Liv Hospital Grup Koordinatörü Meri İstiroti’nin açılış konuşmasını yaptığı festivalde; Çocuk Göğüs Hastalıkları Uzmanı Prof. Dr. Erkan Çakır, Kifder Başkanı İlknur Görgün ve TAMEV Başkanı Nuray Marçak katılımcılarla bir araya geldi.
Liv Hospital Çocuk Göğüs Hastalıkları Uzmanı Prof. Dr. Erkan Çakır’ın Kistik fibrozisle ilgili soruları yanıtladığı toplantıda aynı zamanda tedavi gören çocuklar; animatör eşliğinde sihirbaz gösterisiyle eğlenirken, aileler de etkinliklere katılarak keyifli bir gün geçirdi. Toplum Gönüllüsü Monik İpekel, sevgili Betül Gülbahar ve Ak Parti Milletvekili Prof. Dr. Mustafa Ilıcalı da ailelerle buluştu. Kifder’ ile işbirliği içinde olan Liv Hospital Çocuk Göğüs Hastalıkları Kliniği tanı ve tedavi ile ilgili tüm gelişmeleri takip ederek hastalara sunuyor.
“En çok etkilenen organımız akciğer”
Liv Hospital Çocuk Göğüs Hastalıkları Uzmanı Prof. Dr. Erkan Çakır festival sırasında şu bilgileri aktardı:
“Kistik Fibrozis genetik geçişli bir hastalık. En çok etkilenen organımız akciğer. Akciğerlerde kanalların tıkalı olması broşlarda çok fazla miktarda sekresyon (dokuların ve organların ürettiği sıvı) ve balgam birikmesi neticesinde çocuklarımızda; düzelmeyen öksürükler, balgamlar, hırıltılar ve tekrarlayan akciğer enfeksiyonları olabiliyor. Hatta ilerleyen zamanlarda akciğer yetmezliğine kadar gidebilen bir hastalık. Mide bağırsak, pankreas sistemini tutabiliyor. Buna bağlı olarak çocuklarımızda yağlı dışkılama, yağlı gaita çıkarma ve büyümede gecikmeler olabiliyor. İlerleyen yaşlarda çocuklarda bazen diyabet dediğimiz şeker hastalığı, daha erişkin yaşlarda kronik pankreatit (pankreansın iltihaplanması) veya infertilite kısırlıkla bile karşımıza çıkabiliyor. Aslında baktığımızda hemen hemen vücudun tüm organlarını ilgilendiren tutulumları var ve altta yatan hastalığın erken tanınması ve tedavisi ikincil organ hasarlarının önüne geçmesi açısından kistik fibrozis için çok önemli.
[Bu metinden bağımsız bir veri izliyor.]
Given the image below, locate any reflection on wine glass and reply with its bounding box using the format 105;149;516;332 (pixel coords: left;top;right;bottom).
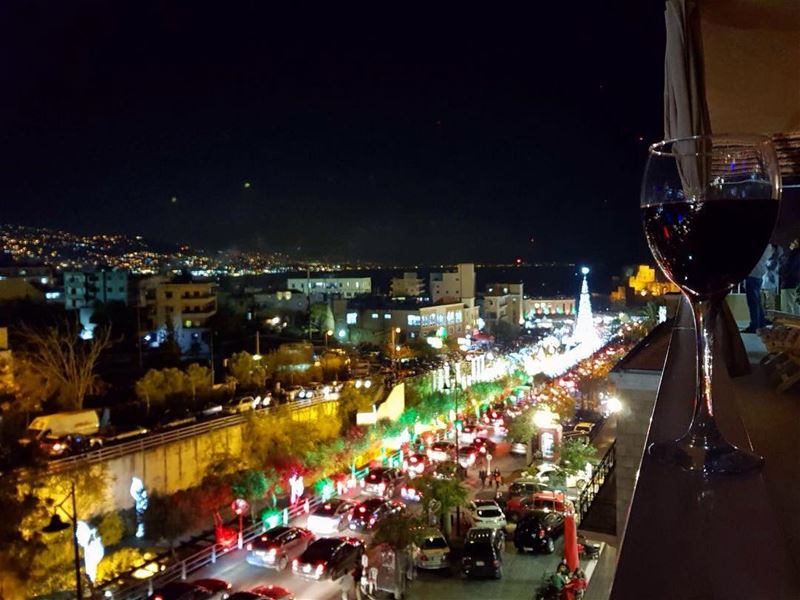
641;135;780;475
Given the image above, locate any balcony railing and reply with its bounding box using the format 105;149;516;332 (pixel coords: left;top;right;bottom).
587;307;800;600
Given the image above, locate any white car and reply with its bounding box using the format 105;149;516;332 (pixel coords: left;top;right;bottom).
469;500;506;529
306;499;356;535
225;396;258;415
535;463;592;490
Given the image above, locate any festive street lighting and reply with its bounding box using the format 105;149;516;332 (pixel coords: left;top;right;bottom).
42;481;83;600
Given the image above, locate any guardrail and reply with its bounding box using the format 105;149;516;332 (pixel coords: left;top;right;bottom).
47;398;336;473
575;440;617;523
98;451;401;600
“Şikayetler geç yaşta da ortaya çıkabiliyor”
Bazen şikayetler doğumdan itibaren başlayabiliyorken bazen de daha geç yaşta ortaya çıkabiliyor. Genetik bir hastalık veya doğuştan gelen bir hastalık olarak başlasa da daha sonradan ortaya çıkmayacağının zannedilmesi yanlış bir düşüncedir. En çok etkilenen organa yönelik tedaviler veriyoruz. Yani akciğerlerde enfeksiyon oluşmasının önüne geçmeye çalışıyoruz. Dirençli mikroplar söz konusu olabiliyor, onları tedavi ediyoruz. Akciğerlerdeki balgamların dışarı atılmasını sağlayan, bu balgamları eriten, sulandıran, bazı hava yolu ile kullanılan ilaçlarımızı veriyoruz. Bunlar hastalarımızın hem hayat kalitesinin artmasına hem solunum fonksiyonlarının düzelmesine hem de geçirdikleri sık enfeksiyonların azalmasına sebep oluyor. Bu tedavilerin kesintisiz bir şekilde yapılması son derece önemli” diyerek katılımcıları bilgilendirdi.